IaC State Management
What is State
State is the record of infrastructure resources currently deployed, tracked by IaC tools to:
- Map configuration to real resources
- Track resource metadata
- Determine what changes are needed
- Manage dependencies between resources
Why State Matters
Without state, IaC tools cannot:
- Know what infrastructure currently exists
- Determine what needs to be created, updated, or deleted
- Track resource relationships
- Detect configuration drift
State contains:
- Resource IDs
- Resource attributes
- Dependencies between resources
- Provider configurations
- Sensitive data (passwords, private keys)
Do You Need State Management?
Cloud-native IaC tools handle state automatically; you don’t need to manage state yourself.
Tools That Manage State for You
AWS CloudFormation:
- AWS manages all state internally
- No state files to secure or back up
- No risk of state corruption
- No locking concerns
- Built-in drift detection
Azure Resource Manager (ARM Templates / Bicep):
- Azure manages deployment state
- Integrated with Azure portal
- Deployment history tracked automatically
Google Cloud Deployment Manager:
- GCP tracks deployment state
- Managed through GCP console
When State Management Is Your Responsibility
Terraform and Pulumi require you to manage state explicitly (unless using Terraform Cloud or Pulumi Cloud):
- You must configure remote backends
- You must implement locking mechanisms
- You must secure sensitive data in state
- You must handle backup and recovery
- You must prevent state corruption
Should You Accept This Complexity?
Only add user-managed state when you can articulate specific reasons:
Valid reasons:
- Multi-cloud requirements (managing AWS + Azure + GCP together)
- Need for Terraform/Pulumi-specific features not available in cloud-native tools
- Existing infrastructure already managed by Terraform/Pulumi
- Organizational standard requires specific tooling
Not valid reasons:
- “Terraform is popular”
- “We know Terraform already” (unless you have multi-cloud needs)
- “Terraform is industry standard” (CloudFormation is the standard for AWS-only)

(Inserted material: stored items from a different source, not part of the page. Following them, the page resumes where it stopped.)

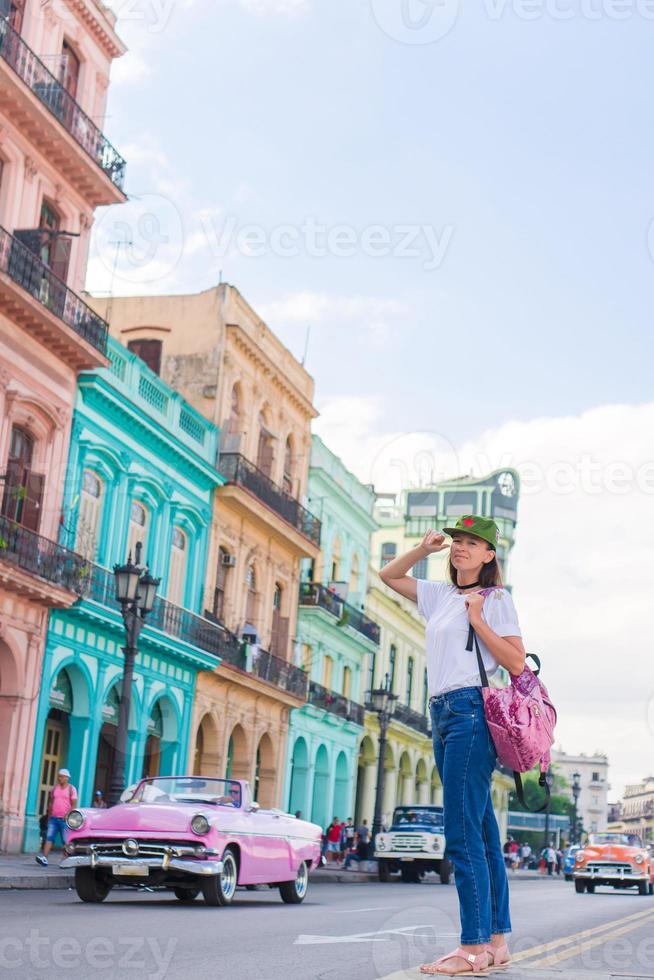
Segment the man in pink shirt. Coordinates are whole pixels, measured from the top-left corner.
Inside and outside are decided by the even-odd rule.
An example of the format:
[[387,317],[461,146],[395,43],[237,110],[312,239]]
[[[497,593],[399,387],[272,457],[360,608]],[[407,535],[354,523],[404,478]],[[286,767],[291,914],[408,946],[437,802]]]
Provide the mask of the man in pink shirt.
[[57,840],[57,835],[61,837],[62,844],[66,842],[66,817],[76,806],[77,790],[70,782],[70,772],[68,769],[60,769],[57,774],[57,783],[50,790],[48,797],[48,829],[45,835],[43,853],[36,855],[37,864],[47,865],[48,854]]

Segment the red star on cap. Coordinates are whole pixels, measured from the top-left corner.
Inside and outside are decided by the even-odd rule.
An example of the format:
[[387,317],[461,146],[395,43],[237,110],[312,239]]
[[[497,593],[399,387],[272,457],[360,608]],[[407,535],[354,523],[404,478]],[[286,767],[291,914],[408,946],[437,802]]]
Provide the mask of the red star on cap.
[[475,523],[475,519],[474,517],[464,517],[463,523],[466,527],[472,527],[472,525]]

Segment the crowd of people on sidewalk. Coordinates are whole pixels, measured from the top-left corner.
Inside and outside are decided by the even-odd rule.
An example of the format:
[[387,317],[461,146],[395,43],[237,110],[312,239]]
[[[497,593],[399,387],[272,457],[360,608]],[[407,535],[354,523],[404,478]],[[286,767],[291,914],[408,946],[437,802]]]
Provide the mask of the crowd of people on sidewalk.
[[[295,816],[301,818],[301,811],[298,810]],[[347,870],[352,864],[358,866],[361,861],[369,860],[372,856],[371,848],[372,841],[367,820],[362,820],[360,825],[355,827],[352,817],[348,817],[345,821],[334,817],[322,835],[322,864]]]
[[503,847],[504,863],[512,871],[541,871],[552,876],[563,872],[563,851],[560,847],[547,844],[536,854],[525,841],[519,844],[513,837],[507,837]]

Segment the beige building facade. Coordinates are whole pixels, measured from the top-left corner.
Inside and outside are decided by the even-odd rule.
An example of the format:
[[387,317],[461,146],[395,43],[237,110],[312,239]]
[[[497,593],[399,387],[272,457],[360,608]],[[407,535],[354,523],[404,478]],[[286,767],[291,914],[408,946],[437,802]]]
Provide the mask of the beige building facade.
[[205,615],[247,646],[200,677],[189,762],[205,773],[248,771],[266,803],[279,805],[288,712],[306,699],[306,675],[292,663],[300,560],[317,558],[320,545],[320,522],[305,506],[313,379],[228,284],[94,305],[114,336],[221,429],[225,483]]

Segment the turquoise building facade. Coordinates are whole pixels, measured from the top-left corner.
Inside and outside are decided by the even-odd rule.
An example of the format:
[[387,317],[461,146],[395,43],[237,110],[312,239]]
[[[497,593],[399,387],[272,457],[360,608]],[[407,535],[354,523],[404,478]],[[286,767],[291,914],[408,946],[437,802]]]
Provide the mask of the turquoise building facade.
[[127,783],[186,771],[198,671],[220,663],[225,634],[199,615],[218,429],[135,354],[109,340],[110,367],[80,375],[61,543],[88,560],[79,601],[52,611],[37,705],[25,849],[59,766],[80,804],[107,792],[118,721],[125,633],[114,598],[115,563],[137,542],[161,578],[139,639],[128,736]]
[[375,494],[313,436],[308,507],[322,522],[321,552],[303,562],[296,662],[307,703],[291,711],[284,804],[326,827],[354,816],[368,664],[379,627],[363,613]]

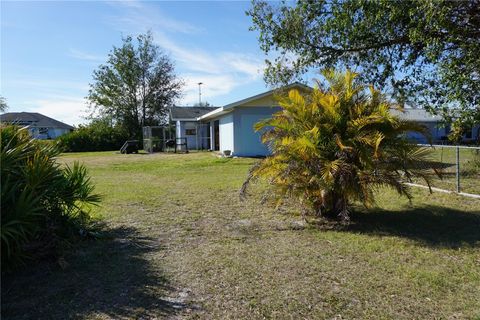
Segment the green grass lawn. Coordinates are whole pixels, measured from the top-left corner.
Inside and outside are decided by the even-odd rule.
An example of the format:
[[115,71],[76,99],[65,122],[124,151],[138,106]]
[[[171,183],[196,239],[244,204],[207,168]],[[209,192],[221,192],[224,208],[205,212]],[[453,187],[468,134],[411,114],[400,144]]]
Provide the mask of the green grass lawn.
[[241,202],[253,159],[69,154],[104,195],[98,240],[4,276],[5,319],[480,319],[480,201],[389,190],[345,226]]

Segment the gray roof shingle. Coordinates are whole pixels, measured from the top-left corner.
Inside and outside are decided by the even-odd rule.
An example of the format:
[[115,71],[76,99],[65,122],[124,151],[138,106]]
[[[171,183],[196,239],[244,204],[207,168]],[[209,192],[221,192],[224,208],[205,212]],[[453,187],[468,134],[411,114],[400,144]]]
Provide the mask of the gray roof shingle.
[[197,119],[204,114],[207,114],[218,107],[171,107],[170,114],[172,120],[176,119]]
[[441,116],[432,115],[425,109],[413,109],[405,108],[404,112],[397,109],[390,109],[393,115],[400,117],[401,119],[417,121],[417,122],[439,122],[442,120]]
[[30,125],[33,127],[74,129],[69,124],[44,116],[38,112],[7,112],[0,115],[0,122]]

The cost of user-managed state:
- Risk of state corruption causing infrastructure issues
- Complexity of securing state files containing sensitive data
- Operational overhead of managing remote backends and locking
- Recovery procedures when state issues occur
- Additional infrastructure to support state management
If you’re deploying only to AWS, CloudFormation eliminates all of these risks.
Local vs. Remote State
Never Use Local State for Teams
Local state files are not suitable for teams or production environments. They lack locking, backup, versioning, and team sharing capabilities. Always use remote state for collaborative work.
Local State
What it is: State stored on local filesystem.
terraform.tfstate
Advantages:
- Simple to get started
- No additional setup required
- Fast access
Disadvantages:
- ❌ Not suitable for teams (no sharing)
- ❌ No locking (concurrent changes dangerous)
- ❌ Risk of loss/corruption
- ❌ No backup/versioning
- ❌ Contains sensitive data locally
When to use:
- Learning and experimentation only
- Single developer, non-critical infrastructure
- Never for production
Remote State
What it is: State stored in a remote backend (S3, Azure Blob, GCS, Terraform Cloud).
Terraform S3 Backend:
terraform {
backend "s3" {
bucket = "my-terraform-state"
key = "prod/terraform.tfstate"
region = "us-east-1"
dynamodb_table = "terraform-locks"
encrypt = true
}
}
Advantages:
- ✅ Shared access for teams
- ✅ State locking (prevents conflicts)
- ✅ Encryption at rest
- ✅ Versioning and backup
- ✅ Audit logging
- ✅ Centralized management
Disadvantages:
- Requires setup
- Depends on external service
- Potential costs
When to use:
- All team environments
- Production infrastructure
- Any collaborative work
Popular Remote Backends
AWS S3 + DynamoDB:
terraform {
backend "s3" {
bucket = "terraform-state"
key = "path/to/terraform.tfstate"
region = "us-east-1"
dynamodb_table = "terraform-locks" # For locking
encrypt = true
kms_key_id = "arn:aws:kms:..." # Optional KMS encryption
}
}
Azure Blob Storage:
terraform {
backend "azurerm" {
resource_group_name = "terraform-state-rg"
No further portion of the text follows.